Look at all the ancient buildings and statues that are awe inspiring. they aren't so because of the gods they were built for, they have taken on different meanings.
LiberalAndProud
(12,799 posts)Does that count?
RebelOne
(30,947 posts)But I have one hanging in my bedroom to catch bad dreams.
LiberalAndProud
(12,799 posts)Maybe it's the reason that I rarely remember dreaming.
Come to think of it, I do have a cross my mother's cousin carved. It's quite lovely and I have no desire to get rid of it.
Curmudgeoness
(18,219 posts)for my confirmation. I would never get rid of it, but only for that reason. I think that there are five or six Bibles in the house, but that one is the one that means something to me. I lost all my jewelry in a robbery years ago, so I don't have the crosses that my mother and grandmother gave me, or they would also mean something to me.

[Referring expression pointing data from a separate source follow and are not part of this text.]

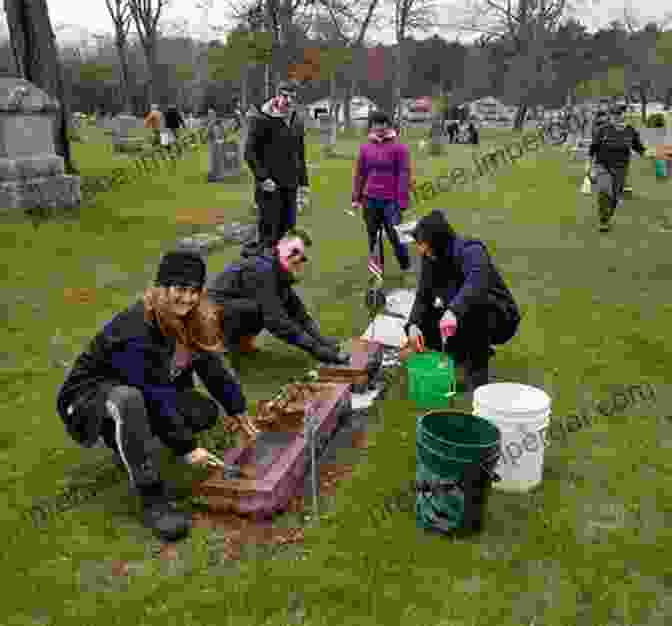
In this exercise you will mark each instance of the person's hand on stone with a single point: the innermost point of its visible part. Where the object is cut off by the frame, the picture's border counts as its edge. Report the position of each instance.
(199, 456)
(269, 185)
(448, 324)
(416, 338)
(330, 356)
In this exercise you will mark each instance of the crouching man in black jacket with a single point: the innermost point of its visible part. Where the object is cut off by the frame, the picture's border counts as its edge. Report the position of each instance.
(135, 380)
(256, 293)
(461, 297)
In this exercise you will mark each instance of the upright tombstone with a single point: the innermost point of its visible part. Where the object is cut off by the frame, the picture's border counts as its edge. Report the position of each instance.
(122, 139)
(436, 137)
(32, 175)
(224, 156)
(327, 133)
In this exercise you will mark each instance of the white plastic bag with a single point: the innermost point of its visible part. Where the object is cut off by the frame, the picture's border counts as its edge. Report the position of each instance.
(587, 187)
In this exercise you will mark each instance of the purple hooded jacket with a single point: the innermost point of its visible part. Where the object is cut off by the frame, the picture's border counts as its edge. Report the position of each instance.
(383, 171)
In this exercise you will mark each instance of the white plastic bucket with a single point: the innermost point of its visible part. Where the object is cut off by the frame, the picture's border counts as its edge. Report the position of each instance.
(522, 414)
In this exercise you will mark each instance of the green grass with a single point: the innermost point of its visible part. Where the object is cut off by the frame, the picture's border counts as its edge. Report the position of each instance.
(589, 547)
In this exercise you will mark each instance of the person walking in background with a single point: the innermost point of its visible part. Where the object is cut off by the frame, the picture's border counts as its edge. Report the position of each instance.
(136, 380)
(381, 183)
(276, 155)
(611, 149)
(154, 121)
(174, 122)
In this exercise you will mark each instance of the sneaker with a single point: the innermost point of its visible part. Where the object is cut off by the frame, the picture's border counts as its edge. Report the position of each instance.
(161, 515)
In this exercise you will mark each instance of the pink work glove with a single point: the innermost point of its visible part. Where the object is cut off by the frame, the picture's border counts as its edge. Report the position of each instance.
(448, 325)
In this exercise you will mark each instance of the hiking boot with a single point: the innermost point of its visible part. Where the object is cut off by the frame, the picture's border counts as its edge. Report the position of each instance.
(161, 516)
(247, 345)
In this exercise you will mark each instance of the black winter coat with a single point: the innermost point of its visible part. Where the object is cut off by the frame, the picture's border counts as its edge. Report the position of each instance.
(276, 150)
(262, 280)
(130, 351)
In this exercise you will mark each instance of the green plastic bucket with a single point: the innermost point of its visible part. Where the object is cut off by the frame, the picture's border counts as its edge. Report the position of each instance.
(661, 168)
(431, 379)
(456, 457)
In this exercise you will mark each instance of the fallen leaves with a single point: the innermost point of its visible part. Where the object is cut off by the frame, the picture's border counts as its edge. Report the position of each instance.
(200, 216)
(79, 295)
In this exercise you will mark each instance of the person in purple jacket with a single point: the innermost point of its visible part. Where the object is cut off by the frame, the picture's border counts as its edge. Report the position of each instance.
(381, 184)
(136, 380)
(461, 300)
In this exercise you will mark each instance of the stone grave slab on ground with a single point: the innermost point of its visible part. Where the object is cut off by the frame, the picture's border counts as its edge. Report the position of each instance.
(278, 460)
(32, 175)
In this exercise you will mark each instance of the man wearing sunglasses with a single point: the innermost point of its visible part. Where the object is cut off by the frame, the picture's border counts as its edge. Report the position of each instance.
(256, 294)
(275, 153)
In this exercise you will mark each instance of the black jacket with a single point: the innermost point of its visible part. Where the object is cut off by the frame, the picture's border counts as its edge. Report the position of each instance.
(262, 280)
(173, 120)
(130, 351)
(276, 150)
(611, 146)
(463, 276)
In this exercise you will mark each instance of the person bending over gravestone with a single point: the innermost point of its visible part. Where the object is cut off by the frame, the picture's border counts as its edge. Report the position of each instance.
(461, 298)
(611, 148)
(135, 380)
(275, 153)
(256, 293)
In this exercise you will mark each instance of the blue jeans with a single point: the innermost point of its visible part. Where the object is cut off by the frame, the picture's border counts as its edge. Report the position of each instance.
(385, 214)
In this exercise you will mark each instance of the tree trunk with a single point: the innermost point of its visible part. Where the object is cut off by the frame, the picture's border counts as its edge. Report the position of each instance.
(519, 121)
(125, 82)
(644, 100)
(244, 124)
(347, 102)
(396, 80)
(37, 61)
(150, 58)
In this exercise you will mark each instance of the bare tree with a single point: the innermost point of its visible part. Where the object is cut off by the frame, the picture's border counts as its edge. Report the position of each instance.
(351, 22)
(409, 16)
(529, 26)
(120, 12)
(146, 15)
(37, 60)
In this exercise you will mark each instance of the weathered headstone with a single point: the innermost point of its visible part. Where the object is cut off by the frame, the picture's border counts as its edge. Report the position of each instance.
(32, 175)
(327, 133)
(224, 156)
(122, 139)
(436, 137)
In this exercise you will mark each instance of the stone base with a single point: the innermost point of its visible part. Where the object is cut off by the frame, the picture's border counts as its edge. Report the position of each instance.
(53, 192)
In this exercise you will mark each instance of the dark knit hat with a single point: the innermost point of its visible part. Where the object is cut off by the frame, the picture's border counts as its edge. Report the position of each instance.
(181, 268)
(435, 230)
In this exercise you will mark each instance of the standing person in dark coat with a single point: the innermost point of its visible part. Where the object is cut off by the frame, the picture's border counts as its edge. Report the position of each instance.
(136, 380)
(275, 153)
(174, 121)
(461, 298)
(611, 148)
(256, 294)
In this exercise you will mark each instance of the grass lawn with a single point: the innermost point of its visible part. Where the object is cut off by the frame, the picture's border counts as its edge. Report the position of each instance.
(589, 547)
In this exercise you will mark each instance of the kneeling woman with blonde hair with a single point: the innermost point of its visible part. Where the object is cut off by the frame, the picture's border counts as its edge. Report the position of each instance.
(136, 380)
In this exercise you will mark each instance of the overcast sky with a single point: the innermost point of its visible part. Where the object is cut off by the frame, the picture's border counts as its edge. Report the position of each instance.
(80, 18)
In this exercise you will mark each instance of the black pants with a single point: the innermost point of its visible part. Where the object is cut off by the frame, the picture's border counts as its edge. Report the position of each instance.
(385, 214)
(129, 427)
(470, 345)
(277, 214)
(241, 319)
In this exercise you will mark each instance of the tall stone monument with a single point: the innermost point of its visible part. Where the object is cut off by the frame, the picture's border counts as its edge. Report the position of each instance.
(32, 175)
(224, 156)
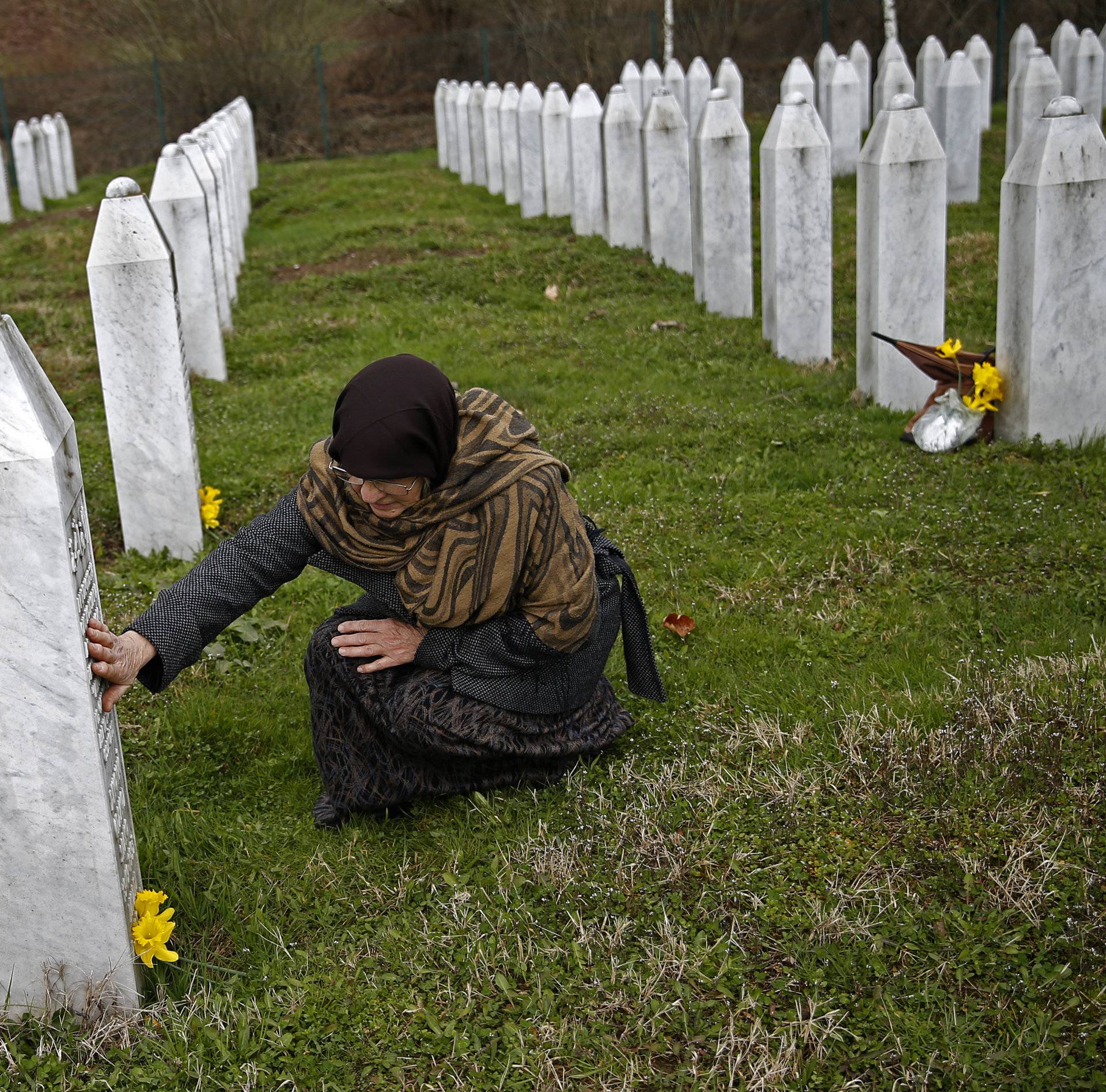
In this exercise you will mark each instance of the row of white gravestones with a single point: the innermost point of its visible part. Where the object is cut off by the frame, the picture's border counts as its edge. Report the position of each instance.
(634, 181)
(797, 233)
(1077, 59)
(42, 150)
(1052, 293)
(71, 870)
(153, 269)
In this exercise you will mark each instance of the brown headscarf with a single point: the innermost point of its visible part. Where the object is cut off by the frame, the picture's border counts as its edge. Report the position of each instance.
(499, 533)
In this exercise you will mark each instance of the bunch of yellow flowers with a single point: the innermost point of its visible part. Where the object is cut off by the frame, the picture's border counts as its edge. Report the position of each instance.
(209, 506)
(988, 385)
(152, 930)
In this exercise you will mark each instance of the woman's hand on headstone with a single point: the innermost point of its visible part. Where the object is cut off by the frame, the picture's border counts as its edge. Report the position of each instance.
(116, 659)
(389, 640)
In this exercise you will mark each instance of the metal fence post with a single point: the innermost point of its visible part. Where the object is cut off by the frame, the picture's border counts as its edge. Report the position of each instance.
(1000, 86)
(161, 102)
(322, 103)
(7, 136)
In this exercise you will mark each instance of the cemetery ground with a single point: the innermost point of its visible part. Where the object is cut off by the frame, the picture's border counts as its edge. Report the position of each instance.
(859, 847)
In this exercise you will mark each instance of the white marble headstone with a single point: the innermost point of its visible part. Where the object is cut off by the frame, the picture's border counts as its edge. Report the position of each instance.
(797, 233)
(509, 143)
(900, 223)
(555, 162)
(440, 123)
(728, 78)
(494, 146)
(957, 111)
(464, 146)
(55, 155)
(1052, 292)
(1021, 42)
(667, 185)
(1033, 88)
(41, 158)
(892, 48)
(631, 81)
(6, 211)
(894, 79)
(69, 166)
(979, 54)
(27, 172)
(477, 136)
(928, 66)
(676, 82)
(798, 80)
(453, 160)
(1065, 41)
(824, 61)
(219, 241)
(177, 199)
(622, 162)
(67, 840)
(843, 117)
(722, 209)
(144, 375)
(1088, 80)
(585, 143)
(697, 88)
(652, 79)
(531, 165)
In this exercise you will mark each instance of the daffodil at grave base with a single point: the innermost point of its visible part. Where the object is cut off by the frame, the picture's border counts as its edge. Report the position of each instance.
(152, 930)
(210, 503)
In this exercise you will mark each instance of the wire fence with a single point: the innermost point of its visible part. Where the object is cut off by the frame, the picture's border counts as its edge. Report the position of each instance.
(344, 97)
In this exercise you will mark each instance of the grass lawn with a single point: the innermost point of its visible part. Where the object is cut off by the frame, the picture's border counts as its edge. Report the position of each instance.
(859, 847)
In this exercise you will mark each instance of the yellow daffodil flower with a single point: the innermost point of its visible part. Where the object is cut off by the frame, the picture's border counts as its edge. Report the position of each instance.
(150, 935)
(149, 902)
(209, 506)
(988, 387)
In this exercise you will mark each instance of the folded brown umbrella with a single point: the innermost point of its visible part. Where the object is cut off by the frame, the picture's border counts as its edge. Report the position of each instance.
(947, 374)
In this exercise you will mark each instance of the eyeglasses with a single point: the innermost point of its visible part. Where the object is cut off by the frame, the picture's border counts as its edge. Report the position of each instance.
(391, 489)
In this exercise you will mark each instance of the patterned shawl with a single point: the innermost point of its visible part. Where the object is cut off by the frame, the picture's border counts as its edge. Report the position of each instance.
(501, 532)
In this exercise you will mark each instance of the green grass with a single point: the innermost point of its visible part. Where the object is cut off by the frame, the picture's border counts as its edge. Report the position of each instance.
(861, 845)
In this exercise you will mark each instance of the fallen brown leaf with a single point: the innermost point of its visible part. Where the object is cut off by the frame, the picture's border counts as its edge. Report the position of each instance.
(679, 624)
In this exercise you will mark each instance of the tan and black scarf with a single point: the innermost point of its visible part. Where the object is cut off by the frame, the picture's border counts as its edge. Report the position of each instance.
(500, 533)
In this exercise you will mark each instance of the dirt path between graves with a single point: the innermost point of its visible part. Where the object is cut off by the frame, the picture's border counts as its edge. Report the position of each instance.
(370, 258)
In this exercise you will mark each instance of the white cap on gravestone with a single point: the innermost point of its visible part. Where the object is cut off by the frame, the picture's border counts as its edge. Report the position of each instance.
(27, 173)
(531, 168)
(555, 155)
(667, 184)
(177, 199)
(1052, 238)
(509, 142)
(622, 169)
(728, 78)
(144, 376)
(799, 79)
(721, 209)
(219, 242)
(900, 229)
(585, 142)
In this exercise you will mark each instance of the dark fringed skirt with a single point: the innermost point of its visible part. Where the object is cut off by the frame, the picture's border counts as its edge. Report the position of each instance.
(385, 737)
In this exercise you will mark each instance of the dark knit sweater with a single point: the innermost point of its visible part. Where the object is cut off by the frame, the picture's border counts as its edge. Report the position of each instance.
(500, 661)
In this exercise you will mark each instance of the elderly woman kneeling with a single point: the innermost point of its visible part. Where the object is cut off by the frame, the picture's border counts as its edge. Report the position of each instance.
(475, 658)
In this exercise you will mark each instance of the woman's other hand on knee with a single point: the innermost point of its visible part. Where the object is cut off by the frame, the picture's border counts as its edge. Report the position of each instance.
(387, 642)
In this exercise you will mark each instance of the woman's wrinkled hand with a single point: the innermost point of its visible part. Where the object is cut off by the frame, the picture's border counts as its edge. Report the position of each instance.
(392, 641)
(116, 659)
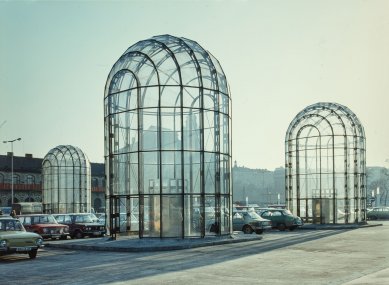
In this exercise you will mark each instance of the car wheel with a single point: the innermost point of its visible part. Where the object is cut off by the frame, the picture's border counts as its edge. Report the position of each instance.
(78, 234)
(247, 230)
(281, 227)
(32, 253)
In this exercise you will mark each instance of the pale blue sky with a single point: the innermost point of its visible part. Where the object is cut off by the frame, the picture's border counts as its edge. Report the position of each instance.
(278, 56)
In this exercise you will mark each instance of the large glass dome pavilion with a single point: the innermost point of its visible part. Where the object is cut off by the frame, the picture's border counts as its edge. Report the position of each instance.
(325, 165)
(167, 141)
(66, 175)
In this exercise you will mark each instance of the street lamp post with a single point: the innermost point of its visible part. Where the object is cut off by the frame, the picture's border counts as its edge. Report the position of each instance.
(12, 167)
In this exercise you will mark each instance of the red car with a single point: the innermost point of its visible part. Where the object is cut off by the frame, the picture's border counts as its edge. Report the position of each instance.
(45, 225)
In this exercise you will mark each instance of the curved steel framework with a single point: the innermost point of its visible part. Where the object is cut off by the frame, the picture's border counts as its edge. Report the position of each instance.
(66, 176)
(325, 165)
(167, 141)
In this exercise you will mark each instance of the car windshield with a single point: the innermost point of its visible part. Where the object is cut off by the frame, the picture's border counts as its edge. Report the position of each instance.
(287, 212)
(10, 225)
(253, 215)
(47, 219)
(84, 219)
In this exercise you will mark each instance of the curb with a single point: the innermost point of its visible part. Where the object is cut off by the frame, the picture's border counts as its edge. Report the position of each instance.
(131, 248)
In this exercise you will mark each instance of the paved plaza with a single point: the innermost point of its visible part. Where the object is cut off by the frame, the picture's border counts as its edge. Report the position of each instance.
(341, 256)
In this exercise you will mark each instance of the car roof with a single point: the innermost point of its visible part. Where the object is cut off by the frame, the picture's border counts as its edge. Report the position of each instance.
(23, 215)
(7, 218)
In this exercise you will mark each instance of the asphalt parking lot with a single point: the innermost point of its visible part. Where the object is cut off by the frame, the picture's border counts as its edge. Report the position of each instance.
(341, 256)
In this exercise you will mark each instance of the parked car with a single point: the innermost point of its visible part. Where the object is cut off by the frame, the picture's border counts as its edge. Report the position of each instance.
(6, 211)
(81, 225)
(282, 219)
(249, 222)
(15, 239)
(45, 225)
(378, 213)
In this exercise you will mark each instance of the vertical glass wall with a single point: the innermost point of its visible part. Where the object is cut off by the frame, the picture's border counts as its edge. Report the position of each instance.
(167, 141)
(66, 176)
(325, 165)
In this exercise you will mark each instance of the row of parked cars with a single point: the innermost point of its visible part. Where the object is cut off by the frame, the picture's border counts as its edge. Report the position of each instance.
(259, 220)
(25, 233)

I am not very sentimental, but when you have so few things given by someone you loved, they do have importance. I suppose that you could say that your cross is a symbol of love for you and not a symbol or any religion.
Binkie The Clown
(7,911 posts)My mother still has dishes that I remember from when I was a little kid in the 1940's. The oldest thing I have (aside from my own old, wrinkled self) is a ten-year-old T-shirt. (Goodwill does a brisk business in my old discards)
My mom still has some first communion pictures of me and my sisters. I'm hoping those will get passed down to my sisters when the time comes. I'm the very last person in the world who should be entrusted with heirlooms. Keepsakes are just more mathoms to dust and clean. Especially religious mathoms.
AtheistCrusader
(33,982 posts)whatthehey
(3,660 posts)I don't use Rev. on my DL any more though.